Wu Zhi-Nian, Ji Ru, Xiao Ying, Wang Ya-Dong, Zhao Cai-Yan
Department of Infectious Diseases, The Hebei Medical University Third Hospital, Shijiazhuang 050051, Hebei Province, China.
World J Clin Cases. 2024 Aug 26;12(24):5589-5595. doi: 10.12998/wjcc.v12.i24.5589.
The complexity of immunoglobulin G4 (IgG4)-related diseases and their potential connection to hematologic malignancies remains unclear. This article provided a review of the diagnosis and treatment of a patient with IgG4-related sclerosing cholangitis (SC) and essential thrombocythemia (ET), along with an analysis of relevant literature to enhance comprehension of this disease.
A 56-year-old male was admitted to two hospitals with deteriorating jaundice and pruritus prior to hospitalization. Beyond our expectations, the patient was first diagnosed with IgG4-SC and ET with the Janus kinase 2 V617F mutation.
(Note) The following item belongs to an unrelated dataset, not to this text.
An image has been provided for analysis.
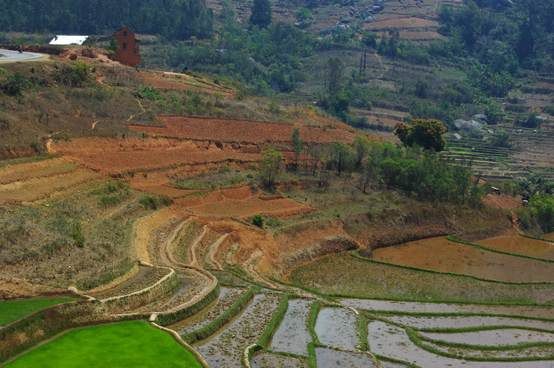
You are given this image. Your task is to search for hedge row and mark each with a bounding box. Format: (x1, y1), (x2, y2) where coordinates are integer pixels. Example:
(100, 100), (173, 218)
(183, 286), (260, 344)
Interestingly, the administration of acetate prednisone significantly resulted in improvements in both IgG4-SC and ET. Clinicians need to pay attention to immune disorders and inflammation as they contribute to the development of various disease phenotypes.
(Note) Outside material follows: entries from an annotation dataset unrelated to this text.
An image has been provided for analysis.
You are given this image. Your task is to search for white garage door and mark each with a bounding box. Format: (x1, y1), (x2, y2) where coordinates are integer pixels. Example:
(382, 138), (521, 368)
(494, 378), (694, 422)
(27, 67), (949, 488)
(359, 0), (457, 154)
When IgG4-SC is suspected without histopathological evidence, diagnostic therapy and long-term regular follow-up can lead to positive treatment outcomes. Clinicians should be mindful of the potential presence of concurrent hematologic diseases in patients with immune disorders.
免疫球蛋白G4(IgG4)相关疾病的复杂性及其与血液系统恶性肿瘤的潜在联系仍不明确。本文对一名患有IgG4相关硬化性胆管炎(SC)和原发性血小板增多症(ET)的患者的诊断和治疗进行了综述,并对相关文献进行分析,以增进对该疾病的理解。
一名56岁男性在入院前因黄疸和瘙痒加重入住两家医院。出乎我们意料的是,该患者最初被诊断为IgG4-SC和伴有Janus激酶2 V617F突变的ET。有趣的是,给予醋酸泼尼松显著改善了IgG4-SC和ET。临床医生需要关注免疫紊乱和炎症,因为它们会导致各种疾病表型的发展。
当怀疑IgG4-SC但无组织病理学证据时,诊断性治疗和长期定期随访可带来积极的治疗结果。临床医生应注意免疫紊乱患者中潜在并发血液系统疾病的存在。